- Directed by: Jules White
- Screenplay by: Jack White Saul Ward
- Story by: Jack White
- Produced by: Jules White
- Starring: Moe Howard Larry Fine Curly Howard Suzanne Kaaren Harry Burns Dorothy Appleby John Tyrrell Cy Schindell Eddie Laughton Don Zelaya
- Cinematography: L. William O'Connell
- Edited by: Jerome Thoms
- Distributed by: Columbia Pictures
- Release date: April 23, 1942 (U.S.);
- Running time: 16:20
- Country: United States
- Language: English

= What's the Matador? =

1942 American short film by Jules White

What's the Matador? is a 1942 short subject directed by Jules White starring American slapstick comedy team The Three Stooges (Moe Howard, Larry Fine and Curly Howard). It is the 62nd entry in the series released by Columbia Pictures starring the comedians, who released 190 shorts for the studio between 1934 and 1959.

== Plot ==
The Stooges are vaudeville entertainers who travel to Mexico to perform their comedy bullfight routine, in which Curly performs the role of a brave matador, and Moe and Larry don a bull costume. En route to their performance destination, they encounter Dolores Sanchez, an enchanting señorita. They also encounter her jealous and hot-tempered husband named José who threatens to kill Curly if he ever flirts with his wife again.

The next day at the bullfighting arena, José recognizes Curly and his friends. In an act of retribution, José clandestinely arranges for the release of a live bull into the arena during the comedic enactment. Moe and Larry flee the ring, but Curly remains oblivious to the impending danger. He eventually head-butts the wild animal and is paraded out of the ring to the rousing cheers of "Olé, Americano!"

== Production notes ==
What's the Matador? was the last short filmed in 1941, shot on August 14–18 of that year. It was remade in 1959 as Sappy Bull Fighters, using minimal stock footage from the original. Footage was reused in the 1960 compilation feature film Stop! Look! and Laugh!

The film's title is a pun on the question "what's the matter?" The film itself is inspired by the popularity of the 1941 film Blood and Sand. While bullfighting is the reference, the two stories otherwise have nothing in common.

The Stooges have a frustrating exchange with an old Mexican local (Don Zelaya) when they ask if he has seen Dolores. Though his lengthy, involved, Spanish-language directions are incomprehensible to them, he actually says the following:
- "Go down the street three blocks, turn right and go two more blocks, turn right, cross the square, and turn right. Walk down that street until you find an alley, but keep walking. Go down that street until you find another alley, but do not enter that alley. Turn right. There you will find a river. Do me a favor: jump into the river and drown yourself!"
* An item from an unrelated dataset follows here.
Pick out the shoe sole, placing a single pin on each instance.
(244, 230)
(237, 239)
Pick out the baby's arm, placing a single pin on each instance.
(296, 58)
DVD Talk critic Stuart Galbraith IV noted the beginnings of Curly Howard's physical decline, observing that "one can see the earliest signs of Curly's pre-stroke personality change. It's very subtle, and while he's still quite funny, one can see little changes in his screen persona, and about here he begins to age dramatically, with lines suddenly etched deep in his face."